The conversations below were gathered in collaboration with Student Action with Farmworkers (SAF). Each summer SAF gives students an opportunity to work alongside farmworkers in the rural South as interns with migrant education programs, legal aid offices, rural health clinics, community-based organizations and farmworker unions. Current and former SAF interns from migrant farmworker families were invited to sit down and reflect on their educational ambitions -- what they’ve had to overcome, how and why. Those recordings were edited into the stories below by Wyoming Public Radio interns. 


It Always provided: Dayana and Mireya 

Dayana Ruiz and Mireya Camacho both grew up in Quincy, Washington. Ruiz’s ancestors are from El Salvador and Camacho’s from Mexico. Both of their families worked harvesting fruit. And both of them started working with their parents at a young age, and Mireya continues to work in the fields during summer break.

Mireya is currently attending college and Dayana is a recent graduate. Both are building careers to support other migrant students.

Even as children, both women were forced to deal with the economic and social anxiety of being migrant farm workers. Dayana recalls being among a group of teenage workers who were fired for not working fast enough.

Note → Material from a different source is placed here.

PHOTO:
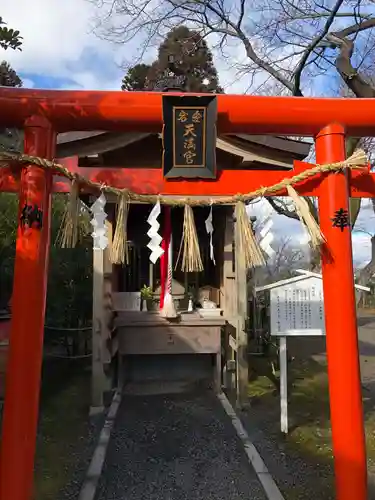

“I just didn’t understand, why would they fire us?,” Dayana still wonders today. “Like I thought we were going decently fast, especially me, going as hard as I could. I’m like, how did he not see that? How did he not value that? And to me that just reminded me how dispensable they make me feel, and how they make farmworkers feel and make Latinos feel. So, it just really inspired me to get my education, because no one can take that away.”

View transcript

Produced by London Homer-Wambeam


Different harvests, same struggles: April and Leonor

April Salas and Leonor Victoria are from opposite sides of the country, but they share the experience of being raised in farmworker families. Leonor's family harvested strawberries in California. April's family harvested peaches in Georgia.

They both attend college with support from the College Assistance Migrant Program (CAMP). The program supports students from migratory or seasonal farmworker backgrounds during their college careers.  

After college Leonor's goal is to attend Harvard Law School to become an immigration attorney to give back to her community. For April education has always been important. She hopes to eventually work for the Migrant Education Program. She wants to support other migrant students and help them achieve their goals, whatever those may be.

They share a sense of pride in their families and their farmworker roots, and discuss how hardships have shaped their future goals.

View transcript

Produced by Klara Castillo


The Privilege Of a continuous Education: Jacqueline and Patty

Jacqueline Avina Espinoza and Patricia Valle both worked for South Carolina’s Migrant Education Program during their internship with Student Action With Farmworkers. It’s an experience that caused them to reflect on the challenges they faced growing up in immigrant families with parents who also worked in the fields. However, their educations were not disrupted to the same extent as the students they met in South Carolina. The gratitude they feel for the educational opportunities they’ve had fuels a desire to fight for farmworker justice including farmworker families’ access to education.